Studien zeigen, dass langlebigere Produkte nicht automatisch zu weniger Konsum führen. Kleidung wird häufig ersetzt, bevor sie tatsächlich abgenutzt ist – nicht weil sie kaputt ist, sondern weil Neues verfügbar ist. Auch die globale Zirkularität bleibt niedrig. Laut Circularity Gap Report 2024 ist sie in den letzten Jahren sogar gesunken. Der What Fuels Fashion? Report von Fashion Revolution setzt hier an und macht sichtbar, was in vielen Nachhaltigkeitsstrategien fehlt: die Frage nach den Produktionsmengen selbst.
Ohne Transparenz darüber – und ohne Massnahmen, die Überproduktion wirtschaftlich unattraktiv machen – bleibt die grundlegende Dynamik unangetastet.
by Tom Fisk
Politik — wo Regulierungen ansetzen müssen
Die Bekämpfung von Überproduktion erfordert mehr als freiwillige Selbstverpflichtungen. Sie braucht strukturelle Veränderungen, die exzessive Produktion finanziell und operativ unattraktiv machen.

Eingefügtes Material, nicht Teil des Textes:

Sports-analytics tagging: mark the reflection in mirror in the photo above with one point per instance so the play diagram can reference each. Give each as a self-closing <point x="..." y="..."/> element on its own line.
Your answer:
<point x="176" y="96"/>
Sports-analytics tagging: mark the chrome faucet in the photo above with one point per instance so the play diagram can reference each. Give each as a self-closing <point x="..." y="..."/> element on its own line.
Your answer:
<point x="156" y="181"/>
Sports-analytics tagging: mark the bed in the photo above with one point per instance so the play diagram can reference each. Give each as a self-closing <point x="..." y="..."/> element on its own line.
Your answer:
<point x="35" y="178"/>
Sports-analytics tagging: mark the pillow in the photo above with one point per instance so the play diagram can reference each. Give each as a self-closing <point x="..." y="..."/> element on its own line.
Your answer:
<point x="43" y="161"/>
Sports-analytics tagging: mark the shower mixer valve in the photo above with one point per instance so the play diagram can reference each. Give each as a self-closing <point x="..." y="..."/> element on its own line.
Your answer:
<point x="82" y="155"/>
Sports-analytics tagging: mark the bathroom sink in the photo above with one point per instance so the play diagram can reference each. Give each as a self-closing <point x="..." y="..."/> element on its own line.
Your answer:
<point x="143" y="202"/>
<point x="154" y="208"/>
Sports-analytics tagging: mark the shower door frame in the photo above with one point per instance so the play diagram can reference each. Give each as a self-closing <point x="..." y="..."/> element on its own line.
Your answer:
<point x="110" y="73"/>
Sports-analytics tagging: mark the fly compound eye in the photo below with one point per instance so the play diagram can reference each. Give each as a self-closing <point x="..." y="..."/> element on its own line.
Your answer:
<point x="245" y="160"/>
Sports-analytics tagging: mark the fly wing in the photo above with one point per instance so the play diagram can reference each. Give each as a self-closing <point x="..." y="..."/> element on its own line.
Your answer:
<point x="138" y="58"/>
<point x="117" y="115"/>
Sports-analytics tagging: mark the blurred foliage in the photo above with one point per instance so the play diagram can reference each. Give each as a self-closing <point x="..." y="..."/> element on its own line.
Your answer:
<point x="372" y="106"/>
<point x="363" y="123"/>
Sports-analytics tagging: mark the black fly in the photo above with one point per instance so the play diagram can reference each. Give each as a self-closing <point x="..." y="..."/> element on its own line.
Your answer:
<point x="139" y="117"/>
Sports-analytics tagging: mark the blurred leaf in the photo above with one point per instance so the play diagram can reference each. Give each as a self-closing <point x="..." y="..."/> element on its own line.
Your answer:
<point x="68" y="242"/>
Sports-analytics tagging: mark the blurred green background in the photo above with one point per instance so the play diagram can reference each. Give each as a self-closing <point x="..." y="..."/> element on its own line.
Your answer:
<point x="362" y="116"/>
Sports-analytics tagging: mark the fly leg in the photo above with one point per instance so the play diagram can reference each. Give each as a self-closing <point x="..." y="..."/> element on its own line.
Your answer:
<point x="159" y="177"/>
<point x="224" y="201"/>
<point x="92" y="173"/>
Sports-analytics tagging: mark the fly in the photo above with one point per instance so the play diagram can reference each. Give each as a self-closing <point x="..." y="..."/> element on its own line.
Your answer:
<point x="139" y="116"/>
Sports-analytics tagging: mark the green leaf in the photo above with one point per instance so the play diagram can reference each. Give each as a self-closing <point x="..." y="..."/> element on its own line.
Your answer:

Instrumente wie die erweiterte Herstellerverantwortung (Extended Producer Responsibility, EPR) oder gezielte Produzentenverantwortung (Targeted Producer Responsibility, TPR) setzen genau hier an. Sie sollen Unternehmen für die ökologischen und sozialen Auswirkungen ihrer Produkte über den gesamten Lebenszyklus hinweg stärker in die Pflicht nehmen – und damit Anreize schaffen, Produktionsmengen zu reduzieren. Gleichzeitig zeigen aktuelle Beispiele aus der EU, dass Regulierung auch unbeabsichtigte Effekte haben kann.
So verbietet das französische Anti-Waste-Gesetz die Vernichtung unverkaufter Waren. In der Praxis hat dies jedoch teilweise dazu geführt, dass überschüssige Kleidung verstärkt in Secondhand-Märkte oder Spendenkanäle umgeleitet wird – häufig verbunden mit steuerlichen Vorteilen für die Unternehmen. Das Produktionsvolumen selbst bleibt dabei unangetastet.
In Empfängerländern werden Märkte weiterhin mit überschüssiger Kleidung überschwemmt, lokale Wirtschaftskreisläufe geschwächt und Abfallsysteme zusätzlich belastet. Schätzungen zufolge gelangen wöchentlich Millionen gebrauchter Kleidungsstücke nach Ghana und überfordern dort bestehende Strukturen. Damit Regulierung wirksam wird, muss sie deshalb breiter ansetzen – bei Transparenz, Produktionsmengen und den wirtschaftlichen Anreizen entlang der gesamten Lieferkette.
Lösungsansätze — jenseits von mehr Produktion
Auch auf Unternehmensseite stellt sich eine grundlegende Frage: Wie kann Wertschöpfung entstehen, ohne kontinuierlich neue Produkte in den Markt zu bringen?
Ansätze dafür existieren bereits – etwa Reparaturservices, Mietmodelle oder Secondhand-Plattformen. Sie bleiben jedoch oft Ergänzungen zu einem Geschäftsmodell, das weiterhin auf steigende Verkaufszahlen ausgerichtet ist. Eine echte Veränderung würde bedeuten, die Produktion neu zu denken – und in vielen Fällen auch zu reduzieren.
Auf Branchenebene könnten mehr Transparenz, bessere Planungsprozesse und veränderte Einkaufspraktiken dazu beitragen, die Überproduktion zu verringern. Individuelle Konsumentscheidungen spielen eine Rolle – lösen das Problem jedoch nicht allein. Ebenso wichtig ist die Rolle von Konsument:innen als Bürger:innen: durch politische Teilhabe, öffentliche Debatten und Erwartungen an Unternehmen.
Die Diskussion über nachhaltige Mode konzentriert sich oft darauf, wie Kleidung produziert wird. Wir müssen uns aber auch fragen: Wie viel wird überhaupt produziert? Solange diese Frage unbeantwortet bleibt, wird nachhaltige Mode an ihre Grenzen stossen.